Judge Vesna Pean did not have the right to judge, because before that she was twice in the non-trial panel for determining custody in this case.

This, among other things, was pointed out by journalist Jovo Martinović at the session of the Appellate Council where appeals were considered against the verdict of the Podgorica High Court, by which the investigative journalist was convicted in the first instance for participating in international drug trafficking.

Judges Zoran Smolović, Seka Žižić and Dragiša Rašović will decide within a month on the verdict of the High Court.

In January of this year, Martinović was sentenced to a year and a half in prison, on the charge that he used his acquaintances from the journalistic profession to connect drug smugglers, while the journalist claims that he was on a journalistic assignment that required him to contact people from the criminal milieu.

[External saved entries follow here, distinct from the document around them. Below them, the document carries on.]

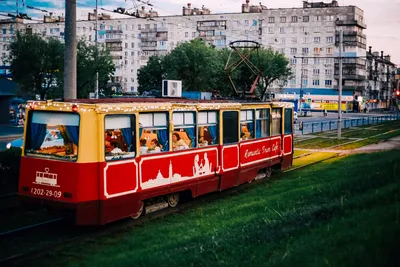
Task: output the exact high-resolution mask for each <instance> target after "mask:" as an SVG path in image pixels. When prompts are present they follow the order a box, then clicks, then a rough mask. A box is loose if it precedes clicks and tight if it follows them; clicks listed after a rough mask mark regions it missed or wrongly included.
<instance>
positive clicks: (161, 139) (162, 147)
mask: <svg viewBox="0 0 400 267" xmlns="http://www.w3.org/2000/svg"><path fill="white" fill-rule="evenodd" d="M168 131H169V128H168V120H167V113H163V112H159V113H141V114H140V115H139V135H140V143H141V146H142V142H143V143H144V144H143V147H144V146H145V147H147V153H159V152H166V151H169V143H168V142H169V134H168ZM142 140H144V141H142ZM143 150H145V149H143ZM141 153H142V149H141Z"/></svg>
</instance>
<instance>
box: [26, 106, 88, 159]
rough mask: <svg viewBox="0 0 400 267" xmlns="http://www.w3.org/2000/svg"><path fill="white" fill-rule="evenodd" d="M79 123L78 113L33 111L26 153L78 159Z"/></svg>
mask: <svg viewBox="0 0 400 267" xmlns="http://www.w3.org/2000/svg"><path fill="white" fill-rule="evenodd" d="M79 124H80V118H79V114H76V113H65V112H47V111H31V112H30V113H29V120H28V130H27V133H26V147H25V149H26V150H25V153H26V155H29V156H35V157H46V158H51V159H60V160H71V161H76V160H77V158H78V146H79Z"/></svg>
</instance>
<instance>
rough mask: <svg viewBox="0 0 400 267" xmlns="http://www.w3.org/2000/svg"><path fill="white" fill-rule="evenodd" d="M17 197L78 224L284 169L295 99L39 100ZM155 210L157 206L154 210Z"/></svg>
mask: <svg viewBox="0 0 400 267" xmlns="http://www.w3.org/2000/svg"><path fill="white" fill-rule="evenodd" d="M28 105H29V107H28V108H27V123H26V124H25V134H24V137H25V138H24V149H23V155H22V159H21V172H20V181H19V195H20V196H21V197H22V198H23V200H25V201H27V202H33V203H41V204H44V205H46V206H49V207H53V208H57V209H59V210H66V211H72V212H73V213H74V215H75V218H76V224H78V225H102V224H106V223H109V222H112V221H115V220H118V219H121V218H125V217H129V216H131V217H134V218H137V217H139V216H140V215H141V214H142V213H143V211H144V210H146V205H149V203H154V201H153V200H154V199H164V200H165V202H164V203H165V205H167V204H166V203H168V205H169V206H175V205H176V204H177V203H178V201H179V196H180V194H181V193H182V192H189V193H190V194H191V195H192V196H193V197H197V196H199V195H203V194H207V193H210V192H213V191H221V190H224V189H227V188H230V187H234V186H238V185H240V184H243V183H247V182H251V181H252V180H254V179H258V178H263V177H268V176H270V175H271V170H272V167H274V168H279V169H287V168H290V167H291V166H292V160H293V104H291V103H285V102H259V103H240V102H237V101H236V102H235V101H215V102H211V101H205V100H204V101H190V100H183V99H172V100H166V99H100V100H89V99H86V100H74V101H66V102H52V101H47V102H46V101H32V102H29V104H28ZM147 208H148V210H151V209H152V207H151V206H149V207H147Z"/></svg>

With this verdict, Duško Martinović was sentenced to six years and three months in prison as the organizer of the group.

In addition to the two Martinovićs, as members of a criminal organization, Igor Vušurović and Vaso Perović were also sentenced to two years and eight, and Jonuz Hadžibeti to two years and four months in prison. Branka Stanišić received a year and three months for helping the group, and Marko Šaković and Milan Marović received a year in prison.

The journalist, in his appeal against the verdict, pointed out that the decision was based on the replacement of theses, the reasoning of the verdict is confused and contradictory, in certain elements it offends common sense and intelligence, and the verdict shows personal intolerance towards his profession and him personally. It is added that the court and the prosecution did not offer evidence that Duško Martinović recruited him, nor that the journalist had a motive or promised material benefit from such work.

In the appeal, documentary films and French, American, and German television shows about jewel thieves and arms smuggling that Martinović filmed with the defendants, which the High Court deemed unimportant and refused to include in evidence, are given as evidence for inspection. It is added that the secret surveillance measures are another proof that he communicated with them for the sake of journalistic work, and not for the purpose of procuring marijuana, which the first-instance panel ignored...

The journalist has already spent 14 months in custody.

He is the winner of the "Peter Meckler" international journalistic award for courageous and ethical reporting, and during his long career he collaborated with numerous Western media, including the BBC and the Financial Times.